The Canucks spent decades having to manufacture their own luck at the draft. They exploited a loophole to grab Pavel Bure in the sixth round in 1989. They pulled off an insane multi-team trade sequence to land both Sedins in 1999. Every franchise-defining moment Vancouver has had at the draft required scheming and cleverness, because the one time luck was supposed to decide things for them, the president of the NHL couldn't read a wheel.
The Conspiracy Nobody Remembers
Everybody knows the 1985 NBA Draft Lottery. David Stern. Clear plastic drum. Seven envelopes. The Knicks' envelope has a crease on the corner. Stern grabs it. Patrick Ewing goes to New York. Conspiracy theories for the next 40 years. Books, documentaries, frame-by-frame video analysis. It's the most famous draft fix allegation in sports.
The NHL version has all the same ingredients. League official runs the process solo. No meaningful oversight. Result favours the best-connected franchise. Generational prospect goes to the "right" team. The losing side gets nothing but questions.

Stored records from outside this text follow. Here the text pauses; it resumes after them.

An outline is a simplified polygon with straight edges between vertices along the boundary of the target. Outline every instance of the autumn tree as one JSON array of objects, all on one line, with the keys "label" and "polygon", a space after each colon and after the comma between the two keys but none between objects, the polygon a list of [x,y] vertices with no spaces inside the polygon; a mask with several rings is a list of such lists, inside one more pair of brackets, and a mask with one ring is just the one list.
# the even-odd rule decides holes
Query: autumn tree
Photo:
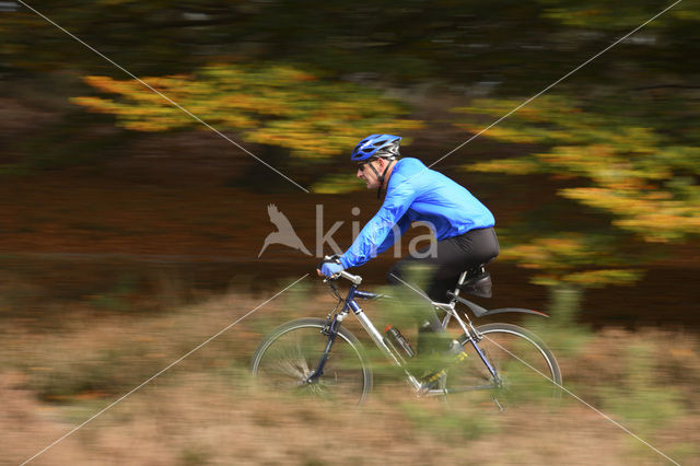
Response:
[{"label": "autumn tree", "polygon": [[[675,127],[691,107],[677,105],[664,121],[649,115],[644,101],[638,95],[637,104],[616,106],[542,96],[483,135],[526,154],[468,170],[523,176],[524,184],[532,183],[526,175],[544,175],[560,186],[548,206],[524,212],[503,232],[500,258],[559,289],[631,283],[644,266],[700,235],[697,136]],[[470,115],[457,125],[476,132],[479,115],[500,116],[521,102],[474,102],[455,109]]]},{"label": "autumn tree", "polygon": [[[207,129],[190,115],[136,80],[86,77],[102,96],[73,102],[90,112],[113,114],[135,131]],[[305,166],[348,151],[366,133],[402,132],[421,124],[408,107],[380,91],[327,82],[291,66],[212,65],[194,74],[143,78],[191,114],[243,141],[284,148]],[[303,162],[302,162],[303,161]]]}]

And almost nobody knows about it.
Partly that's a media thing. The 1985 NBA lottery was on live CBS television. The 1970 NHL wheel was spun at a luncheon. Partly it's a hockey thing -- the sport has always operated with less scrutiny. And partly the NHL has just never been good at telling its own stories, even the wild ones. Especially the wild ones.
So here it is. Fifteen years before David Stern reached into that drum, Clarence Campbell spun a carnival wheel, told the wrong team they'd won, got corrected by a guy in the front row, and handed a Hall of Famer to the franchise with the most connected owners in the room. The wheel landed on the winning GM's lucky number. The kid wore that number for 17 years.
The NHL didn't just have the first draft conspiracy in North American sports. They might have had the most blatant one. They just got away with it because nobody was paying attention.